I was talking to Greg Edmeades tonight. Our conversation coalesced on the topics of the recent posts on maize water stress tolerance and on the usefulness of engineering purple tomatoes.
For many years, Greg led the maize crop physiology group at CIMMYT. He says that one of the main reasons for their success with drought tolerance is their long term institutional commitment to it: 35 years and counting. A particularly impressive feat is the widespread adoption of their maize varieties in southern Africa. For example, ZM623, selected from South African parents by Marianna Bänziger, is grown on about a million ha, says Edmeades.
His take on biotech for drought tolerance is, sure, “use whatever works, but if you are an African agricultural research institute, then, why bother?” Monsanto is reporting 10-15% yield increase under drought stress, and says it will make their technology freely available for use in Africa. Edmeades reckons that you can get a similar yield increase in about 7 years of conventional breeding and selection. And less when using molecular markers. If that is the case, it may not be worth it to deal with the complexities of genetic engineering.
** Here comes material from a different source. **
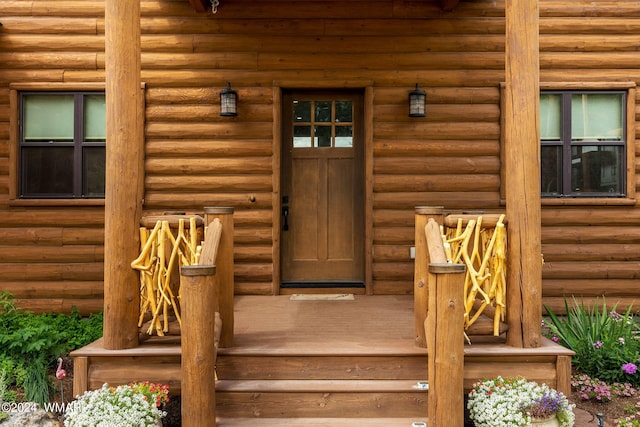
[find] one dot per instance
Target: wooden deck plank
(366, 325)
(322, 386)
Unless, perhaps, the approaches are entirely additive and you get a combined yield benefit of 30%. I think that’s unlikely. Drought tolerance is about making best use of the available water. It does not increase the amount of water.
Later:
Greg told me that I had been a little harsh in suggesting that he would not advise national programs in Africa to use a transgenic approach to drought tolerance. He would only advice against transgenes if “they had access to a steady stream of good germplasm improved for drought tolerance, and there was no regulatory framework for transgenes in place in that country. If regulatory frameworks exist, and there is no facility of improving their own varieties (or newly released commercial varieties) for drought tolerance in a systematic way, then certainly I’d take the transgenic option, especially since it is being offered on a royalty free basis.”
Well it may not be completely additive, but still give a higher yield in combination. It could be more like 28% or 26%, still an improvement which would have a large effect on a large number of acres.
Which approach is used where should depend upon multiple factors, including and especially how effective it will be.
But here’s a thought about the breeding approach vs the GE approach – are they achieving the exact same kind of trait? What I mean is, do the CIMMYT drought-tolerant varieties of maize perform as well as modern varieties under ideal conditions, or do the water-saving traits limit the growth of the plant, even when growing conditions are good?
From my understanding of the GE approach described, weren’t they trying to get a plant that would be competitive when the conditions are wet and wild, but then also out-perform other maize varieties when conditions are dry?
In my understanding, drought-tolerant varieties obtained with classical breeding techniques by CIMMYT and partner institutions don’t perform worse under wet conditions and sometimes even better than other modern varieties. Much of it is about photosynthate partitioning between grains and pollen. Improving this is also beneficial under wetter conditions.
I find it very difficult to tell from the PNAS article whether Monsanto actually achieved something that is complementary to classical breeding work. The same physiological traits may have been achieved by other means (genes). Or does the gene expression work really exclude this possibility?